Bendamustine-rituximab with or without ibrutinib maintenance.
Bendamustine-rituximab with or without acalabrutinib maintenance.
Transplant-eligible patients.
The TRIANGLE (NCT02858258) study is an ongoing randomized phase 3 trial being conducted by the European Mantle Cell Lymphoma Network to explore the use of ibrutinib in first-line induction and maintenance therapy and the role of consolidative ASCT. Patients younger than age 65 years are randomly assigned to 1 of 3 treatment arms: a standard arm of (1) 6 cycles of R-CHOP/R-DHAP followed by ASCT, and 2 experimental arms that include (2) 6 cycles of R-CHOP plus ibrutinib/R-DHAP followed by ASCT and 2 years of ibrutinib maintenance, or (3) 6 cycles of R-CHOP plus ibrutinib/R-DHAP and 2 years of ibrutinib maintenance.
Older patients.
ECOG E1411 (NCT01415752) is a randomized phase 2 trial designed to assess the effect on PFS of the addition of bortezomib to rituximab-bendamustine induction and the addition of lenalidomide to rituximab maintenance. Patients age 60 years or older are randomly assigned to 1 of 4 arms: (1) rituximab-bendamustine followed by rituximab maintenance, (2) rituximab-bendamustine followed by rituximab and lenalidomide maintenance, (3) rituximab-bendamustine plus bortezomib followed by rituximab maintenance, and (4) rituximab-bendamustine plus bortezomib followed by rituximab and lenalidomide maintenance. The SHINE study (NCT01776840) is a randomized global phase 3 trial evaluating the addition of ibrutinib to rituximab-bendamustine induction and rituximab maintenance. The ECOG E1411 and SHINE trials have both completed accrual and are awaiting maturation of efficacy and safety data. A randomized phase 3 trial (NCT02972840) evaluating rituximab-bendamustine vs rituximab-bendamustine plus acalabrutinib is underway.

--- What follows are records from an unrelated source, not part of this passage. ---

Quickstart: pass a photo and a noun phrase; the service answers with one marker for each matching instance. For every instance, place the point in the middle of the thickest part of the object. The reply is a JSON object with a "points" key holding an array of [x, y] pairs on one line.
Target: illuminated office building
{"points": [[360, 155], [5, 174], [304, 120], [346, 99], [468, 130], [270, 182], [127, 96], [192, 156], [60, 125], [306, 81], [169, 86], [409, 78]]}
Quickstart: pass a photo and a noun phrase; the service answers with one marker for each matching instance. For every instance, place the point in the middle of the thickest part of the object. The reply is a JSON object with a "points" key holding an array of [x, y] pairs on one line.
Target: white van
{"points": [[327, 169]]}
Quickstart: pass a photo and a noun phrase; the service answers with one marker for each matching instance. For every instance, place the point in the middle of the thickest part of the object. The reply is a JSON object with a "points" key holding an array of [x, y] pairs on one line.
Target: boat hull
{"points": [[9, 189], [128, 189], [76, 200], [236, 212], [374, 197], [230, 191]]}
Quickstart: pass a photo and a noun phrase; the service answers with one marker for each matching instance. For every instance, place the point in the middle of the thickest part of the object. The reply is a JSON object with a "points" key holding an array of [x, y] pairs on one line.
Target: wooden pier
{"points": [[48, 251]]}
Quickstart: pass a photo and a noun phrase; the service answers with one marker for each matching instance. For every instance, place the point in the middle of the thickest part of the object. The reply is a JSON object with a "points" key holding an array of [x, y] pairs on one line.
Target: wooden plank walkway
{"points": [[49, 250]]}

Built upon the European MCL Older study, the phase 3 MCL-R2 Elderly trial (NCT01865110) addresses the role of cytarabine-containing induction and lenalidomide-containing maintenance in PFS in older MCL patients. This trial randomly assigns patients to induction treatment with R-CHOP vs R-CHOP alternating with rituximab plus high-dose cytarabine-dexamethasone (R-HAD) with a second random assignment to rituximab maintenance vs rituximab-lenalidomide maintenance. The United Kingdom randomized ENRICH (2015-000832-13) trial compares a chemotherapy-free ibrutinib-rituximab combination with standard rituximab and chemotherapy (either R-CHOP or rituximab-bendamustine) in MCL patients age 60 years or older to assess PFS benefit. Both trials permit rituximab maintenance.
Emerging chemotherapy-free approach.
For some MCL patients, chemotherapy may be out of reach because of age and comorbidities. For others, high-risk genetic mutations that confer chemotherapy resistance call for alternative strategies with target agents. Novel combinations free of conventional chemotherapy are being explored in initial treatment settings, many with prospectively designed assays to probe the clinical feasibility and utility of biomarkers such as the MRD assay and genomic mutational profile in guiding treatment decisions.

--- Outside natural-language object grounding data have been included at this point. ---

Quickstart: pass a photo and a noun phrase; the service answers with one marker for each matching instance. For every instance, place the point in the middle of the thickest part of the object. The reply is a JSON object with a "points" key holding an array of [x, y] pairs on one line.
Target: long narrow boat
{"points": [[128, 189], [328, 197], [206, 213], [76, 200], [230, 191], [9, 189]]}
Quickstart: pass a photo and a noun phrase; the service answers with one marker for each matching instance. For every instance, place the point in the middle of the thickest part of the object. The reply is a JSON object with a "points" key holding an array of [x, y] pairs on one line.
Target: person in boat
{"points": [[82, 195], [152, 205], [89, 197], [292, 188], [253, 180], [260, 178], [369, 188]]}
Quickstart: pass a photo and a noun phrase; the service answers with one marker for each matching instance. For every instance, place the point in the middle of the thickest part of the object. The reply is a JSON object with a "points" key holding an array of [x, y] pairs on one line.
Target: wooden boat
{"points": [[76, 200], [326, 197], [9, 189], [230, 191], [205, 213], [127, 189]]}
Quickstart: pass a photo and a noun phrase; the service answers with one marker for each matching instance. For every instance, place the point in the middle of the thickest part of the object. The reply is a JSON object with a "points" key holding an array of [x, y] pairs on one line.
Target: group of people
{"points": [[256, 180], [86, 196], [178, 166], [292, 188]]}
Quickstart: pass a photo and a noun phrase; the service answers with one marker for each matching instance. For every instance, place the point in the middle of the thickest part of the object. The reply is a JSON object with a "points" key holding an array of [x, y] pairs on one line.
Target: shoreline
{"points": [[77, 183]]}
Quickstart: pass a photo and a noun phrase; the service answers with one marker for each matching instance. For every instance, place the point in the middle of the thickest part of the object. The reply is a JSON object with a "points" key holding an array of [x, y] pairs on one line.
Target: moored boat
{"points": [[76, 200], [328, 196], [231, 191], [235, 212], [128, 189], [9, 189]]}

A multicenter phase 2 study in 38 treatment-naive MCL patients has shown that the lenalidomide-rituximab combination given as induction and maintenance therapy was highly effective and produced an ORR of 92%, a CR rate of 64%, and a 5-year PFS of 64% in evaluable patients, which demonstrated the feasibility of administering novel agents as continuing maintenance therapy in the outpatient setting (Table 1).46,47 In addition, MRD-negative remissions in PB were achieved in 8 of 10 patients with available samples, providing the first proof-of-concept evidence that a lenalidomide-based novel agent or combination has the potential to achieve MRD-negative durable remission. The ALR (NCT03863184) trial of acalabrutinib-lenalidomide-rituximab and the VLR (NCT03523975) trial of venetoclax-lenalidomide-rituximab) are exploring the safety and efficacy of building upon lenalidomide-rituximab by adding either a BTK or a BCL2 inhibitor.

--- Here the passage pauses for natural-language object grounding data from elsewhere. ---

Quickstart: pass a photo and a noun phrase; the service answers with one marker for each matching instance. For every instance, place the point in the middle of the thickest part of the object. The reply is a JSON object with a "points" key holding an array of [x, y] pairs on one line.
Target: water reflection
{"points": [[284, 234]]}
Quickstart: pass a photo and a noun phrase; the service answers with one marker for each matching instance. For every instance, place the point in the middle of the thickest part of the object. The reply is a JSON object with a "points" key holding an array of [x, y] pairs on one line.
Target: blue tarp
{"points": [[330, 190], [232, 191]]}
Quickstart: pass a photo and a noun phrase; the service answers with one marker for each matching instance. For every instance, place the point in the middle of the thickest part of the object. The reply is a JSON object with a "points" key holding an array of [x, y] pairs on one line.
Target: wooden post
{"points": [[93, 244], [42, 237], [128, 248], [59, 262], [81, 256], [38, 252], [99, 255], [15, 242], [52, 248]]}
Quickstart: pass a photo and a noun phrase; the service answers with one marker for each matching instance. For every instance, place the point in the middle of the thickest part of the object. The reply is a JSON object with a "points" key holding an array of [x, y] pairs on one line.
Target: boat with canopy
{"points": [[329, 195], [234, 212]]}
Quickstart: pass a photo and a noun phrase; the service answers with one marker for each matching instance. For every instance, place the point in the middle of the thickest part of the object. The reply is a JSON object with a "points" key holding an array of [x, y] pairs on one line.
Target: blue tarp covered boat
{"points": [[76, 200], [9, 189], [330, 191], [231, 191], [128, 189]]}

The ibrutinib-rituximab combination is being evaluated in the first-line setting in the MD Anderson Cancer Center WINDOW I (NCT02427620) trial and the United Kingdom ENRICH trial (chemo-free arm). The WINDOW I study provides ibrutinib-rituximab treatment (part 1) until best response, followed by a shortened intense chemoimmunotherapy course (part 2). A preliminary report on 50 evaluable patients showed an ORR of 100% for chemotherapy-free ibrutinib-rituximab alone, a CR rate of 80%, and a partial response rate of 20%. Patient accrual and data maturation are underway for the WINDOW I and ENRICH studies. The WINDOW II (NCT03710772) study is designed to assess the efficacy of the venetoclax-ibrutinib-rituximab combination and has a study arm dedicated to the chemotherapy-free venetoclax-ibrutinib-rituximab combination without chemotherapy.
Conclusion
MCL remains a clinical challenge because of its heterogeneous clinical course and general incurability despite the advancement of intensive regimens that often include high-dose therapy administered in a hospital. Most MCL patients are elderly and less able to tolerate or wish to avoid aggressive treatment. The main therapeutic goal is to deliver the most effective therapy tailored to patient and disease factors to extend survival while preserving quality of life whenever possible.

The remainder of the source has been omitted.